CLI tool to extract PDF table of contents using SiliconFlow Qwen/Qwen3-VL-32B-Instruct

Project description

ebook-toc icon

ebook-toc

CI Coverage

ebook-toc is a Python CLI that extracts a book’s Table of Contents (TOC) from PDFs using a Vision-Language Model (VLM), then optionally embeds the TOC back into the PDF as bookmarks. The current implementation integrates SiliconFlow’s Qwen3‑VL‑32B‑Instruct for TOC detection and printed‑page offset estimation. It supports scanned PDFs by falling back to page images when text is unavailable.

This project is currently in Alpha and intentionally prioritizes a quick‑and‑dirty end‑to‑end path so it can be exercised and validated early. The public API and on‑disk JSON format may change before v1.0.
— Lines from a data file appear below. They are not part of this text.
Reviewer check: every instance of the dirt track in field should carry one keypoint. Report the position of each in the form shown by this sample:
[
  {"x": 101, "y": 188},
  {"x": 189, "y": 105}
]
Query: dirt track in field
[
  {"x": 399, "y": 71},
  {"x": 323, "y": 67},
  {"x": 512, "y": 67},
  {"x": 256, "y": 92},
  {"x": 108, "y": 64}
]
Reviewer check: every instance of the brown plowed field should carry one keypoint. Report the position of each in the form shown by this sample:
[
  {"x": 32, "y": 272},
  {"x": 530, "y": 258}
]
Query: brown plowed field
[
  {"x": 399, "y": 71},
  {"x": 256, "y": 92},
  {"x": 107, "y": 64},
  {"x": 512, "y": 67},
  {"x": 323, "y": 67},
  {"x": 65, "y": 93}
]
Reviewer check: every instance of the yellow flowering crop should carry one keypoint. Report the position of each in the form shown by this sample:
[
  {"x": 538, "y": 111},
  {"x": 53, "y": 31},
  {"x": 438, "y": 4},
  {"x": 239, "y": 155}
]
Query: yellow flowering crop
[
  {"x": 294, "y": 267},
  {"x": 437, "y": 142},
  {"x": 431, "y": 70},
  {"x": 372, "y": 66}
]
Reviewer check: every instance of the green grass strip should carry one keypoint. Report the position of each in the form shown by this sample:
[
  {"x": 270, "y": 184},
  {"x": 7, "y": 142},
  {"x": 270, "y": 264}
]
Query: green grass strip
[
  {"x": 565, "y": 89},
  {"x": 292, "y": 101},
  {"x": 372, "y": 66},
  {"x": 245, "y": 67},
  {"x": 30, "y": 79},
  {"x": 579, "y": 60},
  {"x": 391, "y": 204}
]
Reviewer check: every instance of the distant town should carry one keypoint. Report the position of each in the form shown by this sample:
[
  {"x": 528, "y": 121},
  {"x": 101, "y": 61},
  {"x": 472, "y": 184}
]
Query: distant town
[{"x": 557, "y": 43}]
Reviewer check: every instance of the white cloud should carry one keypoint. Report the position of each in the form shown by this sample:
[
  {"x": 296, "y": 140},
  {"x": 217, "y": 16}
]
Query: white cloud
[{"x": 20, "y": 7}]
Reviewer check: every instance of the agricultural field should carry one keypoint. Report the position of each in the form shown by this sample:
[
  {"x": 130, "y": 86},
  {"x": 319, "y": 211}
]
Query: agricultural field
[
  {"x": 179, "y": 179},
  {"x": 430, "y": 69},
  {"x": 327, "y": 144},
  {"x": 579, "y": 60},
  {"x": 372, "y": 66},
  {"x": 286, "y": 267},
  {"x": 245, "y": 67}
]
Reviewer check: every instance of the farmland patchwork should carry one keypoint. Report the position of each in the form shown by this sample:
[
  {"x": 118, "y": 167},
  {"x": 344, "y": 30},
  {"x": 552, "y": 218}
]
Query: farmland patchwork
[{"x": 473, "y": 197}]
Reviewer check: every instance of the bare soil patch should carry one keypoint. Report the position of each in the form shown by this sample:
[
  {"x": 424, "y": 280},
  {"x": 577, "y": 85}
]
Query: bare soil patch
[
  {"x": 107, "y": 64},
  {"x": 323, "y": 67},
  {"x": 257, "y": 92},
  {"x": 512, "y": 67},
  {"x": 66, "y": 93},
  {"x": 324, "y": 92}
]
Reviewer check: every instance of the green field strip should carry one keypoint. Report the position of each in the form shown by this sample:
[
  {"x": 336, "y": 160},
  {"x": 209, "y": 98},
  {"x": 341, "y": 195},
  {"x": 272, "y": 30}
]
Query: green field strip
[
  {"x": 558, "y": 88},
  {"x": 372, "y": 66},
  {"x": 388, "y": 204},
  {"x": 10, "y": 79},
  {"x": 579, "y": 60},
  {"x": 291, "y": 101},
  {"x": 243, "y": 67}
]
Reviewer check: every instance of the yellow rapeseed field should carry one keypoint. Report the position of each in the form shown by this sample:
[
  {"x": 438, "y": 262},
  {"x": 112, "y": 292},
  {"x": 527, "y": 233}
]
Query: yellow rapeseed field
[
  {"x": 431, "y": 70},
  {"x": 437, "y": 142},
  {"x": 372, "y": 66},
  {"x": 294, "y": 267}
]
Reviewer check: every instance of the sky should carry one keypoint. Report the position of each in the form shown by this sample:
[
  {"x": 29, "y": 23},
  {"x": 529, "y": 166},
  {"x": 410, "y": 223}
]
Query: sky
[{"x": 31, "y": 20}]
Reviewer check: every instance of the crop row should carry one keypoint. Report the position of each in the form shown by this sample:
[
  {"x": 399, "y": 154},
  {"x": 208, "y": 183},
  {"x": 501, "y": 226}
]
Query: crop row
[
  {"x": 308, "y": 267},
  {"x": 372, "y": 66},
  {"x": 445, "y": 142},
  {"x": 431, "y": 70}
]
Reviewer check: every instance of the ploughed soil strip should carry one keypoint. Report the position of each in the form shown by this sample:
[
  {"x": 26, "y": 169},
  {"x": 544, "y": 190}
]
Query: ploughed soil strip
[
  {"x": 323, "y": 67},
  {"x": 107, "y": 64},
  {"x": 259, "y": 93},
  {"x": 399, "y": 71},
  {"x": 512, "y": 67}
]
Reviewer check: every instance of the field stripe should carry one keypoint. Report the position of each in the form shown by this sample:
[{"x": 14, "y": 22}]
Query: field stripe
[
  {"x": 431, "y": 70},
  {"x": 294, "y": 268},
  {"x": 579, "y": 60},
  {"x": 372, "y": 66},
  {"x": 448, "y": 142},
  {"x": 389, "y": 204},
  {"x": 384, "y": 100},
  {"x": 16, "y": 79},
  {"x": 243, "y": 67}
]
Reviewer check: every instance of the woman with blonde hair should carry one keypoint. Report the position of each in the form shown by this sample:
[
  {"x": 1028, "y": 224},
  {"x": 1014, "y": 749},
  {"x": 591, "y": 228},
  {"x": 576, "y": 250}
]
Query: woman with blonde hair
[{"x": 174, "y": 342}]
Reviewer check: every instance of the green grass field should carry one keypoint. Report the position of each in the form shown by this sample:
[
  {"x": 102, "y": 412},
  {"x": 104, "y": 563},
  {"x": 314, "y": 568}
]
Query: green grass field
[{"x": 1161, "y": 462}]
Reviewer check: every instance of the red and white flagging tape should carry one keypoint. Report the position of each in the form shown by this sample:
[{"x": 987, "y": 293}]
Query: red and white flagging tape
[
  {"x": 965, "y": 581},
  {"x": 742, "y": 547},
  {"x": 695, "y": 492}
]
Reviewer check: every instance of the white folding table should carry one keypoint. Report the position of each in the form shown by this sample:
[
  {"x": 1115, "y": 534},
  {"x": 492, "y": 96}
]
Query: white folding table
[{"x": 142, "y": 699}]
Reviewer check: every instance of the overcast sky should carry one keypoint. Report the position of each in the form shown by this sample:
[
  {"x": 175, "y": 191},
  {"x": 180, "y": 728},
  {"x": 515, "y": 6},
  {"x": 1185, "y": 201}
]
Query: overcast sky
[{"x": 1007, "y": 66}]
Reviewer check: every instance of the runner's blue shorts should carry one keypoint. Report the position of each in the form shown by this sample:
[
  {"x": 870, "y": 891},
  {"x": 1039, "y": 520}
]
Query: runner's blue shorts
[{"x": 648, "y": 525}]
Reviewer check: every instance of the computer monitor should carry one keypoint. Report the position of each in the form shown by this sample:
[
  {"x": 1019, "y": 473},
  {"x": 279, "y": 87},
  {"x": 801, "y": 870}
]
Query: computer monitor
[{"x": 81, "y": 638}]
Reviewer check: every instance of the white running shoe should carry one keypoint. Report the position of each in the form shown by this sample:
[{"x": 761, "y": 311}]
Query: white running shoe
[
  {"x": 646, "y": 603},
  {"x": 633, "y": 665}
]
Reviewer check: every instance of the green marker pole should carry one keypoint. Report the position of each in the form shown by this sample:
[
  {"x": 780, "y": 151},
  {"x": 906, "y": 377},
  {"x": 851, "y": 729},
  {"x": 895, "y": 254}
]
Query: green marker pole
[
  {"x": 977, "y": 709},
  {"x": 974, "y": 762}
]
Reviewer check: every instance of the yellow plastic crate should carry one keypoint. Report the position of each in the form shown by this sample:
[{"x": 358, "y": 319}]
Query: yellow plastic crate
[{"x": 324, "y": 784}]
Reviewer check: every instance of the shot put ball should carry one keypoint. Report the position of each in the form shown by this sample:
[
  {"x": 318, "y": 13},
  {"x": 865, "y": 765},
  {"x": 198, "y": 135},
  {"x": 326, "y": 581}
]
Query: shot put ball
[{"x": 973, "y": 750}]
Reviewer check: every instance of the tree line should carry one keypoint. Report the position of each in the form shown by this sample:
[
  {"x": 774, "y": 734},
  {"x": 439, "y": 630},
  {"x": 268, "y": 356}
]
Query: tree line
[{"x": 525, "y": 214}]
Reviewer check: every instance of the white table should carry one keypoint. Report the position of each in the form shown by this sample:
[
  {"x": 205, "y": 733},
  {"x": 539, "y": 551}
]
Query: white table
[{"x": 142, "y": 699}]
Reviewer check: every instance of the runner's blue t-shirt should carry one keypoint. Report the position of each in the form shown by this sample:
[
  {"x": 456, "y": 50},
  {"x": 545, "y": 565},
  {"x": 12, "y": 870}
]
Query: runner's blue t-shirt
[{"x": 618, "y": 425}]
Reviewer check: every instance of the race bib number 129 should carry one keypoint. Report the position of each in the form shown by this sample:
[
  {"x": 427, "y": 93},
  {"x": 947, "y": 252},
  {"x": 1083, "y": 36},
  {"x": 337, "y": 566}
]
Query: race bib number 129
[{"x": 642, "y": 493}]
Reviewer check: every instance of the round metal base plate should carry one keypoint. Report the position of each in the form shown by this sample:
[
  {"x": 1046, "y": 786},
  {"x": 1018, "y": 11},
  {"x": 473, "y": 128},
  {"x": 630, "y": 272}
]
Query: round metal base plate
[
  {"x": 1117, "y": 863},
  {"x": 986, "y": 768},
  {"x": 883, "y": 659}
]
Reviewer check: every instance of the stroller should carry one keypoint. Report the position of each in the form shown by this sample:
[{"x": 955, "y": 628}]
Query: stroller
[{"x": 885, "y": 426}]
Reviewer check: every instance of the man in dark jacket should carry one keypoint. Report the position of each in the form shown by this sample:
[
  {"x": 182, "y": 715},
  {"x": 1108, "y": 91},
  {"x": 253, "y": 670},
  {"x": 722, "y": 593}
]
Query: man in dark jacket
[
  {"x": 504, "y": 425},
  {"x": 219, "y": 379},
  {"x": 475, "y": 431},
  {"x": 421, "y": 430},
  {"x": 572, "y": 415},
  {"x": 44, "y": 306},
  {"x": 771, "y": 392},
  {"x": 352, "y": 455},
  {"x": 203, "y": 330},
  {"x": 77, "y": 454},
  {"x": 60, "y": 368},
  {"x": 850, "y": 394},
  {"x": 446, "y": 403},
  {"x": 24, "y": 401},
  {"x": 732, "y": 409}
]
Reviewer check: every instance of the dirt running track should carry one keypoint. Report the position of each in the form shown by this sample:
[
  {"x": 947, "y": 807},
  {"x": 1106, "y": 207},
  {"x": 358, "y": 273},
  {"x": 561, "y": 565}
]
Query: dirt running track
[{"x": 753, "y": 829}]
Note: Additional VLMs will be supported in future releases; the current integration with SiliconFlow is for evaluation and prototyping.

Prerequisites

  • Python 3.10+
  • PDM

Installation

pdm install

Usage

pdm run ebook-toc scan input.pdf --api-key sk-xxx --output toc.json --pages 20

# or process a remote PDF directly
pdm run ebook-toc scan --remote-url https://example.com/sample.pdf --api-key sk-xxx --output toc.json

# scan with GoodNotes-clean workflow (strip non-dominant-size insertions before scanning)
pdm run ebook-toc scan input.pdf --goodnotes-clean --api-key sk-xxx --output toc.json

# show CLI help
pdm run python -m ebooktoc.cli help scan

# apply an existing TOC JSON to a PDF
pdm run ebook-toc apply input.pdf output/json/input_toc.json --output output/pdf/input_with_toc.pdf

# apply with GoodNotes-clean workflow (remove non-dominant-size inserts before resolving)
pdm run ebook-toc apply input.pdf output/json/input_toc.json --goodnotes-clean --output output/pdf/input_with_toc.pdf
  • input.pdf: path to the source PDF.
  • --api-key: SiliconFlow API token.
  • --output: path to the output JSON file (defaults to toc.json).
  • --pages: number of leading pages to analyze (default 10, use 0 for the full document).
  • --remote-url: optional PDF URL; when provided the local input.pdf argument can be omitted.
  • --timeout: SiliconFlow request timeout in seconds (default 600).
  • --max-pages: upper bound for automatic page expansion when no TOC is detected (default 50).
  • --step-pages: increase in pages per expansion step (default 10).
  • --no-auto-expand: disable automatic expansion and use only the initial --pages value.
  • --batch-size: number of pages sent to SiliconFlow per request (default 3).
  • --save-json: skip the prompt and persist the TOC JSON to disk.
  • --apply-toc: skip the prompt and write the TOC into the PDF as bookmarks.
  • scan --goodnotes-clean: detect and strip non-dominant-size pages (e.g., GoodNotes inserts) before scanning, to improve printed-page offset inference and TOC stability.
  • apply --goodnotes-clean: detect and strip non-dominant-size pages (e.g., GoodNotes insertions), resolve bookmarks against the clean PDF, then map them back to the original PDF for writing.
  • --dry-run: preview detected TOC entries without creating files.
  • --filter-contains: keep only entries whose content includes the given substring (case-insensitive).
  • --filter-regex: keep only entries whose content matches the given regular expression (case-insensitive).

Output

The CLI writes a JSON list containing the detected table-of-contents items:

[
  {"page": 4, "target_page": 5, "content": "Chapter 1: Introduction"},
  {"page": 4, "target_page": 15, "content": "Chapter 2: Methods"}
]

page records where the TOC text was found, whereas target_page (if present) captures the destination page referenced in the entry. The CLI prints a status message before scanning and reports the number of entries upon completion. Future extensions can reuse this output to create PDF bookmarks or other metadata.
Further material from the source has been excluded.